Since you are for a-changing the old one for the new,
Then I will go a-roving, I’ll rove the country through,
Until I find some pretty fair maid so pleasing to my will,
Oh, this world is wide and lonesome, if one don’t, why another will.

I know you have great riches and more you’d like to gain,
You won my young affections which now you do disdain;
Your riches will not last you long, they’ll melt away like snow,
And when poverty will press you, dear, you’ll think of me, I know.

Some folks do seek for pleasure, but I no pleasure find,
The little birds sing sweetly all around on every vine,
The little birds sing sweetly, so pleasing and divine,
And so would my joys be flowing tonight if Nancy was only mine.
___________________________________________________

I fell in love with this song recently and it seemed a perfect fit for this time of year. Several versions of this wintery ballad of unrequited love were collected in North America and the song likely originated here as never turned up among singers on other continents. The above text is from Minnesota singer Mike Dean’s songster The Flying Cloud. Unfortunately, Dean’s melody was not (as far as I know) preserved by either recording or transcription.

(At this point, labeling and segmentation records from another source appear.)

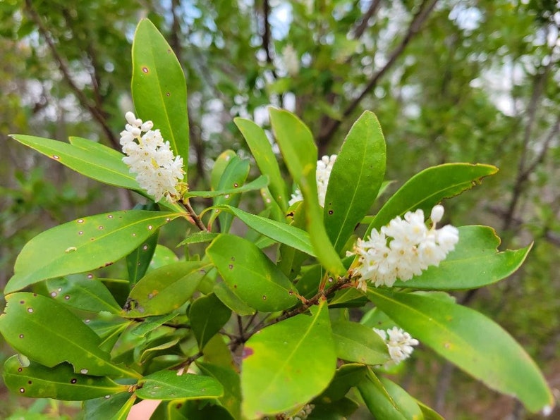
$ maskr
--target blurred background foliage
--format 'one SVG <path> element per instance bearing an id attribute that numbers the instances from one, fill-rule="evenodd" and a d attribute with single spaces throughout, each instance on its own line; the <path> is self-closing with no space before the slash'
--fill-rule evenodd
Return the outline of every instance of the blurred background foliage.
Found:
<path id="1" fill-rule="evenodd" d="M 0 287 L 35 235 L 138 200 L 75 175 L 7 135 L 77 135 L 118 147 L 123 114 L 132 109 L 132 36 L 144 17 L 165 35 L 186 75 L 191 189 L 208 188 L 221 152 L 248 156 L 233 118 L 267 128 L 269 104 L 296 112 L 320 154 L 336 152 L 361 111 L 373 111 L 394 187 L 444 162 L 499 166 L 497 175 L 446 204 L 448 221 L 492 226 L 504 249 L 535 246 L 512 278 L 457 299 L 510 331 L 559 392 L 556 0 L 0 2 Z M 515 402 L 433 354 L 415 356 L 401 381 L 446 417 L 525 417 Z M 0 417 L 20 406 L 37 411 L 32 403 L 0 388 Z M 52 402 L 44 407 L 63 415 Z"/>

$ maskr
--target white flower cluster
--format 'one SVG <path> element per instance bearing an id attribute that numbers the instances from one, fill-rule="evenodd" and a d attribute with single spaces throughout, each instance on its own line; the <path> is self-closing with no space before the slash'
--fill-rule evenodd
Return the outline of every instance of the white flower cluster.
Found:
<path id="1" fill-rule="evenodd" d="M 183 158 L 174 156 L 169 142 L 164 141 L 159 130 L 152 130 L 152 121 L 142 123 L 130 111 L 125 118 L 128 123 L 121 132 L 121 144 L 127 156 L 123 161 L 137 174 L 140 186 L 156 202 L 164 197 L 169 202 L 176 202 L 179 195 L 177 187 L 185 174 Z"/>
<path id="2" fill-rule="evenodd" d="M 420 344 L 418 340 L 413 338 L 408 333 L 398 327 L 393 327 L 386 331 L 377 328 L 373 328 L 373 331 L 377 333 L 387 345 L 389 355 L 395 364 L 410 357 L 414 351 L 412 346 Z"/>
<path id="3" fill-rule="evenodd" d="M 360 256 L 354 273 L 359 276 L 358 288 L 367 288 L 369 280 L 376 286 L 392 286 L 395 280 L 410 280 L 430 266 L 437 266 L 459 240 L 456 228 L 447 225 L 436 229 L 444 215 L 443 206 L 432 209 L 432 227 L 424 221 L 424 212 L 407 212 L 397 216 L 379 231 L 374 229 L 370 239 L 358 239 L 354 252 Z"/>
<path id="4" fill-rule="evenodd" d="M 317 171 L 315 172 L 315 179 L 317 180 L 317 192 L 319 198 L 319 204 L 322 207 L 324 206 L 324 197 L 327 195 L 327 187 L 329 185 L 329 178 L 331 177 L 331 171 L 336 160 L 336 155 L 324 156 L 321 160 L 317 161 Z M 293 203 L 300 202 L 303 199 L 301 191 L 299 188 L 296 192 L 292 194 L 292 197 L 288 204 L 291 206 Z"/>

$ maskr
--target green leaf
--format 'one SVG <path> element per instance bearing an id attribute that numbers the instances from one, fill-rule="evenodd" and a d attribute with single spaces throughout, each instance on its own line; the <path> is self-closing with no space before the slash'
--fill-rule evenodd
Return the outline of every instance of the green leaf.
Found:
<path id="1" fill-rule="evenodd" d="M 126 268 L 128 281 L 131 285 L 142 278 L 146 273 L 157 247 L 159 230 L 148 237 L 142 244 L 126 256 Z"/>
<path id="2" fill-rule="evenodd" d="M 385 139 L 375 114 L 366 111 L 346 136 L 329 178 L 323 214 L 340 252 L 370 210 L 385 176 Z"/>
<path id="3" fill-rule="evenodd" d="M 83 405 L 83 418 L 87 420 L 112 419 L 130 399 L 130 394 L 126 392 L 108 397 L 85 401 Z"/>
<path id="4" fill-rule="evenodd" d="M 109 378 L 75 373 L 67 363 L 51 368 L 32 362 L 29 366 L 22 366 L 18 356 L 12 356 L 4 362 L 2 376 L 8 389 L 29 398 L 83 401 L 125 392 L 128 388 Z"/>
<path id="5" fill-rule="evenodd" d="M 252 242 L 223 234 L 206 253 L 229 289 L 257 311 L 281 311 L 298 302 L 293 285 Z"/>
<path id="6" fill-rule="evenodd" d="M 228 211 L 243 221 L 245 225 L 271 239 L 286 244 L 315 257 L 315 252 L 311 246 L 309 234 L 305 230 L 291 226 L 287 223 L 277 222 L 269 218 L 261 217 L 237 207 L 231 206 L 218 206 L 219 210 Z"/>
<path id="7" fill-rule="evenodd" d="M 416 400 L 400 386 L 373 372 L 358 385 L 365 405 L 376 419 L 391 420 L 424 418 Z"/>
<path id="8" fill-rule="evenodd" d="M 317 147 L 311 132 L 298 117 L 281 109 L 269 108 L 270 123 L 284 162 L 303 195 L 307 230 L 321 264 L 335 276 L 343 276 L 344 267 L 334 250 L 323 224 L 323 209 L 317 192 Z"/>
<path id="9" fill-rule="evenodd" d="M 18 256 L 4 293 L 42 280 L 109 266 L 143 243 L 162 225 L 180 216 L 129 210 L 97 214 L 49 229 Z"/>
<path id="10" fill-rule="evenodd" d="M 459 242 L 437 267 L 432 266 L 406 282 L 395 286 L 424 290 L 452 290 L 481 288 L 515 272 L 531 249 L 498 252 L 500 239 L 487 226 L 462 226 Z"/>
<path id="11" fill-rule="evenodd" d="M 495 166 L 480 163 L 445 163 L 425 169 L 406 181 L 387 200 L 367 228 L 367 233 L 407 211 L 421 209 L 429 215 L 432 208 L 443 199 L 470 190 L 484 177 L 497 171 Z"/>
<path id="12" fill-rule="evenodd" d="M 219 183 L 218 184 L 217 190 L 219 191 L 223 191 L 238 188 L 241 185 L 243 185 L 248 175 L 248 159 L 242 159 L 237 156 L 234 156 L 230 159 L 227 166 L 226 166 L 224 173 L 222 173 L 221 178 L 220 178 Z M 236 207 L 239 204 L 241 199 L 241 196 L 238 194 L 223 196 L 219 195 L 214 198 L 214 205 L 231 204 Z M 231 221 L 233 220 L 233 216 L 225 213 L 213 213 L 210 217 L 209 225 L 212 224 L 217 214 L 220 221 L 220 230 L 224 233 L 227 233 L 229 231 L 229 228 L 231 227 Z"/>
<path id="13" fill-rule="evenodd" d="M 140 190 L 138 183 L 123 162 L 124 155 L 106 146 L 85 139 L 76 140 L 74 144 L 23 134 L 11 135 L 20 143 L 68 166 L 71 169 L 95 180 L 109 185 L 129 190 Z M 92 143 L 86 148 L 84 142 Z M 96 144 L 96 146 L 93 146 Z"/>
<path id="14" fill-rule="evenodd" d="M 364 364 L 383 364 L 390 357 L 385 342 L 372 328 L 355 322 L 339 321 L 332 324 L 336 356 Z"/>
<path id="15" fill-rule="evenodd" d="M 171 371 L 159 371 L 145 376 L 139 385 L 142 388 L 135 393 L 144 400 L 202 400 L 224 395 L 224 387 L 213 378 L 193 373 L 178 375 Z"/>
<path id="16" fill-rule="evenodd" d="M 236 156 L 236 152 L 233 150 L 226 150 L 222 152 L 220 155 L 216 158 L 212 167 L 212 171 L 210 174 L 210 186 L 212 190 L 218 190 L 220 184 L 220 180 L 224 175 L 224 171 L 229 164 L 229 161 Z"/>
<path id="17" fill-rule="evenodd" d="M 241 316 L 252 315 L 257 311 L 239 299 L 237 295 L 233 293 L 231 289 L 224 283 L 219 283 L 214 285 L 213 292 L 224 305 L 238 315 Z"/>
<path id="18" fill-rule="evenodd" d="M 130 291 L 123 315 L 138 318 L 174 311 L 190 299 L 208 268 L 201 261 L 181 261 L 152 270 Z"/>
<path id="19" fill-rule="evenodd" d="M 0 333 L 14 349 L 47 367 L 64 362 L 82 374 L 136 376 L 111 362 L 101 338 L 65 305 L 25 292 L 6 297 Z"/>
<path id="20" fill-rule="evenodd" d="M 261 173 L 270 178 L 270 192 L 278 205 L 286 211 L 288 209 L 288 192 L 286 183 L 280 173 L 276 157 L 264 130 L 250 120 L 237 118 L 233 120 L 239 131 L 243 135 Z"/>
<path id="21" fill-rule="evenodd" d="M 515 395 L 533 412 L 554 405 L 546 380 L 530 357 L 482 314 L 417 294 L 369 288 L 367 295 L 413 337 L 489 388 Z"/>
<path id="22" fill-rule="evenodd" d="M 238 187 L 233 188 L 226 188 L 225 190 L 217 190 L 216 191 L 189 191 L 185 194 L 186 197 L 202 197 L 205 198 L 211 198 L 214 197 L 221 197 L 225 195 L 233 195 L 235 194 L 241 194 L 247 191 L 255 191 L 255 190 L 260 190 L 264 188 L 268 185 L 268 177 L 262 175 L 259 178 L 252 180 L 247 184 L 241 185 Z"/>
<path id="23" fill-rule="evenodd" d="M 195 232 L 191 233 L 187 237 L 183 239 L 181 242 L 177 245 L 176 247 L 182 247 L 183 245 L 188 245 L 190 244 L 200 244 L 202 242 L 209 242 L 213 241 L 219 235 L 216 232 Z"/>
<path id="24" fill-rule="evenodd" d="M 190 328 L 198 342 L 198 348 L 202 350 L 231 316 L 229 308 L 213 293 L 195 300 L 190 306 L 188 317 Z"/>
<path id="25" fill-rule="evenodd" d="M 171 47 L 147 19 L 140 20 L 136 27 L 132 65 L 137 116 L 153 121 L 154 128 L 186 164 L 189 132 L 185 75 Z"/>
<path id="26" fill-rule="evenodd" d="M 121 307 L 111 292 L 92 274 L 74 274 L 52 278 L 46 284 L 51 297 L 80 311 L 107 311 L 113 314 L 121 311 Z"/>
<path id="27" fill-rule="evenodd" d="M 242 410 L 250 419 L 295 409 L 334 376 L 336 354 L 325 302 L 261 330 L 243 349 Z"/>
<path id="28" fill-rule="evenodd" d="M 207 376 L 212 376 L 224 387 L 224 395 L 219 402 L 231 414 L 234 419 L 241 416 L 241 385 L 239 374 L 231 367 L 197 362 L 200 371 Z"/>
<path id="29" fill-rule="evenodd" d="M 336 370 L 329 387 L 315 398 L 315 402 L 328 404 L 342 400 L 350 388 L 361 382 L 367 371 L 367 367 L 363 364 L 343 364 Z"/>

Fortunately, I was able to track down recordings of two of my favorite northwoods singers doing their versions of the song! The first, Angelo Dornan, is perhaps the most “Irish” sounding northwoods singer I have ever encountered (and he was at least two generations removed from Ireland himself). Dornan was born in southern New Brunswick and learned a treasure trove of beautiful songs from his father and other lumbermen in that area. His leisurely, highly-ornamented singing of the come-all-ye ballads popular in lumber camps stands side by side with the singing of great Ulster singers such as Paddy Tunney and Geordie Hanna. Dornan was recorded by collector Helen Creighton. (Listen to Angelo Dornan’s “Stormy Winds of Winter” here)

This fall, I was treated to another version of the song, this time from “Yankee” John Galusha of Minerva, New York. The Galusha recordings and transcriptions (made by Anne and Frank Warner and also by Marjorie Lansing Porter) make an especially appropriate cross reference for Dean’s songs as Galusha (1859-1950) was born one year after Dean (1858-1931) on just the other side of the Adirondack Mountains from Dean’s own birthplace. Unlike Dean and Dornan, Galusha wasn’t recorded until he was in his eighties. Still, he approaches the songs with a style not far removed from Dornan’s (and one can only guess what he sounded like in his younger days!).

The above melody is my own composite based on recordings of Dornan and Galusha who use variants of the same melody.